Tuesday, February 12, 2013

Pan Haggerty

The refrigerator has little to offer and the homestead has no meat to speak of save for a few slightly old rashers of bacon languishing in the dairy drawer. Despite a bit of a slushy melt, the weather promises to be cold and dreary. I needed something warming, comforting and requiring few ingredients. The pantry provided a half dozen russet potatoes, and the wife recently purchased a veritable cinderblock of well-aged Canadian cheddar. This all pointed towards an old British classic, Pan Haggerty; the perfect fix.  This is one of my favourite kinds of comfort foods for which a heavy cast iron pan, reminiscent of campfire cooking, is plunked right down in the middle of the table and everyone just tucks in. Cast iron holds onto its heat incredibly well, so the pan itself radiates warmth like a miniature brazier where one can warm ones hands after a slog outside shovelling snow.  I was nearly tempted to drag the family to the backyard so we could really enjoy the rustic dynamic of this dish. Nearly.

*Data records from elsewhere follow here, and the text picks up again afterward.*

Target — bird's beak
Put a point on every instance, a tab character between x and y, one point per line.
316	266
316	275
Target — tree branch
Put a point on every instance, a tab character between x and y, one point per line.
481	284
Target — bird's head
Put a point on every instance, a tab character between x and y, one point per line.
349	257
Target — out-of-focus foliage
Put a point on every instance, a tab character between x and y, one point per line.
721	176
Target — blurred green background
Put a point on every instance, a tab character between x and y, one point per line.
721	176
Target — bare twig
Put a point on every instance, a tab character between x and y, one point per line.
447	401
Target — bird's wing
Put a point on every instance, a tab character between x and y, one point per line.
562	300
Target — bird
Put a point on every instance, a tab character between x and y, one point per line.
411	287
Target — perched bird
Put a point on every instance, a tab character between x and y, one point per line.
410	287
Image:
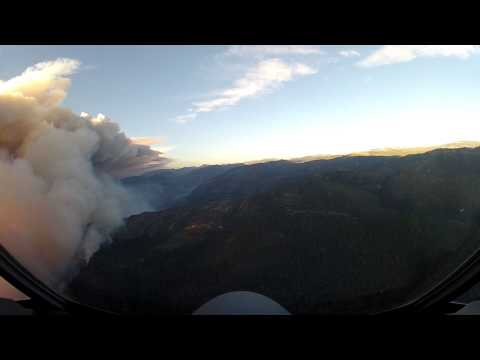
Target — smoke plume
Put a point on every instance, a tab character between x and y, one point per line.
59	198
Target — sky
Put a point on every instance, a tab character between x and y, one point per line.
234	103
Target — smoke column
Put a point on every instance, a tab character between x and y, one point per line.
59	198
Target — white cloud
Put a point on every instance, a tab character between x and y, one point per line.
261	50
265	76
393	54
349	53
183	119
47	81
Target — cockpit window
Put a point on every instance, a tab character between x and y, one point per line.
151	179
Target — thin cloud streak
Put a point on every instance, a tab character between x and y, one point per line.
394	54
275	50
264	77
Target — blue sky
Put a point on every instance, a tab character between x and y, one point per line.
220	104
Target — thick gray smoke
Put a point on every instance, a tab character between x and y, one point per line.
59	200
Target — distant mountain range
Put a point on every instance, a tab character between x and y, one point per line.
356	233
170	187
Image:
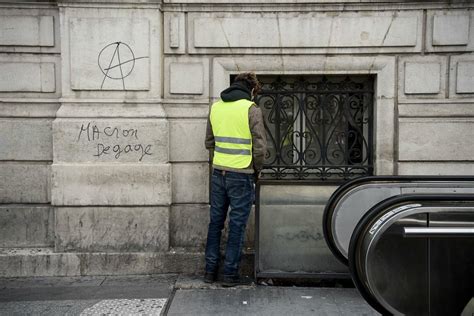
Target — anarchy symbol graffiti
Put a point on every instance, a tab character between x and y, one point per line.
117	61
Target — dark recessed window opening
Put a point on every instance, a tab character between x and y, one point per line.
318	127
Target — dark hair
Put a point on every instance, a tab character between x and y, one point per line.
250	79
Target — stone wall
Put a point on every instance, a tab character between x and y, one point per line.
103	108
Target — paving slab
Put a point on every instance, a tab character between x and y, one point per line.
260	300
49	289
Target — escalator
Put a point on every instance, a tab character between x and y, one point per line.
410	248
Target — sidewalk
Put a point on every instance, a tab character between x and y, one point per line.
169	295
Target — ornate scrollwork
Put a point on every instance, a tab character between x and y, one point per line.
318	127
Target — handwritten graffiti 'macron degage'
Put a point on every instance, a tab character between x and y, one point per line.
107	138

The inspiration for this classic peasant dish actually came from a co-worker who had attended a live event featuring Lidia Bastianich over the weekend. The famous Italian-American chef was in Toronto for a cooking demo. One of the dishes Lidia demonstrated was frico; a classic cucina pauvre dish of potatoes, cheese and onions from the north of Italy. This got me thinking. England has its own version of this: Pan Haggerty, a specialty of the north which similarly  includes only three ingredients: typically potatoes, onions and cheddar. Cabbage is sometimes an option, but I went the other direction and added bacon. I also added a bunch of interesting herbage and gilded the top with panko. This criminal bastardization of the dish is likely punishable by drawing and quartering in Northumberland, but in my kitchen, such insolence is not only permitted, but encouraged.

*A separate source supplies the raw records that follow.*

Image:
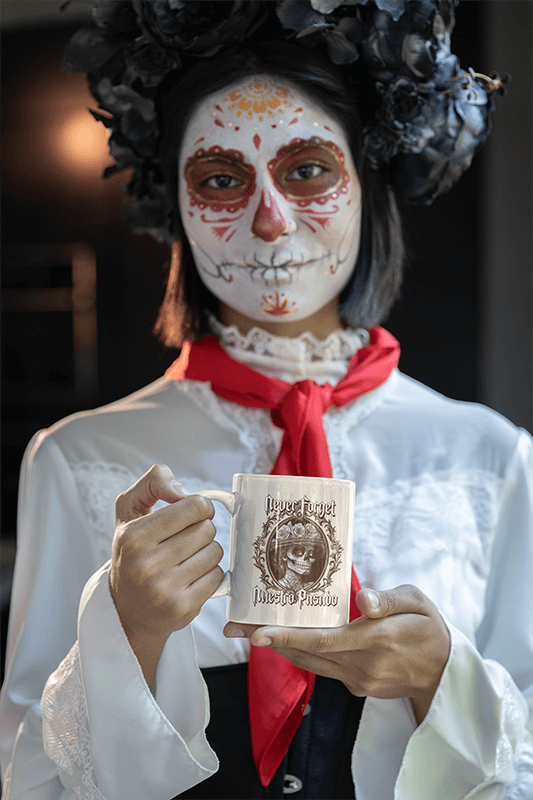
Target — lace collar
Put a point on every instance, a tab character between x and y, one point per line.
296	358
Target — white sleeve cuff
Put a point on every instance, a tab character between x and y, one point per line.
102	725
469	741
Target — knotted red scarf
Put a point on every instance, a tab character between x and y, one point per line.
278	691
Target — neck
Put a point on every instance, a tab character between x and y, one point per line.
320	324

This one-pan supper is best accompanied by a hearty green salad and spicy ketchup (see my recipe for spicy ketchup here). I eschewed my usual glass of wine and instead washed this fine supper down with a cold pint of ale - a fitting accompaniment. Whisky would also be a propos.

Pan Haggerty

4-6 good sized russet potatoes, peeled and sliced into quarter-inch slices
1 whole onion, sliced thinly
4 rashers of bacon
1/2 cup aged Canadian cheddar (at least one year old), grated
1 tbs of fresh thyme
6 fresh sage leaves
1/4 cup of panko or homemade bread crumb

Get your potatoes into some salted boiling water and cook them until they are just starting to go soft but not falling apart. Now very carefully, remove them and spread them out on a drying rack so they can dry off a bit. In the mean time, fry off the bacon in a heavy cast iron pan and then remove to drain on some kitchen towel. Once cool enough to handle, cut the bacon down into small pieces (think crumble). Then get you onions right into the bacon fat and cook them down so that they soften and start to become golden - say eight or nine minutes. Then remove them and set them aside. Now turn off the heat and let the pan cool a wee bit, but not completely. Now cover the bottom of the pan with a layer of the potato slices (careful, the pan is a bit hot, but doing it this way prevents stickage). They will be delicate because they've been par cooked, but don't worry if they crumble a bit, it will all work out in the end. Once the bottom of the pan is covered in potatoes, than sprinkle on half the onions, half the bacon, some of the cheese, some thyme and salt and pepper. Then over that, make another layer of the potatoes and on that, put the rest of the onions, the rest of the bacon and some more cheese (but leave some cheese behind for the top). Also toss on the rest of the thyme along with some more salt and pepper. Finally, cover the top with the rest of your potatoes to form a sort of lid. The amount of layers that you get really depends on how big your spuds are and the dimensions of the pan. It doesn't really matter in the end if you only get two layers or six - just adjust as you go. Anyway, once the layers are done, squash everything down a bit and smooth out the potatoes so that is starts to resemble a pie. Now on top, sprinkle the rest of the cheese and the bread crumbs. Drizzle a bit of oil over the bread crumbs and then place the sage leaves around the top. Get the pan into a 375 degree oven for 15 minutes, and then brown the top a bit with the broiler. Remove and using a trivet or some other implement to protect a surface, plunk the whole blessed pan in the middle of the table. Just remind the kids not to touch the pan, it is hot (my kids like to learn things the hard way). This goes well on its own with a nice salad (as we had it), but the English way is often to serve this with some proper Cumberland sausages. Either way, it is comfort food at its finest.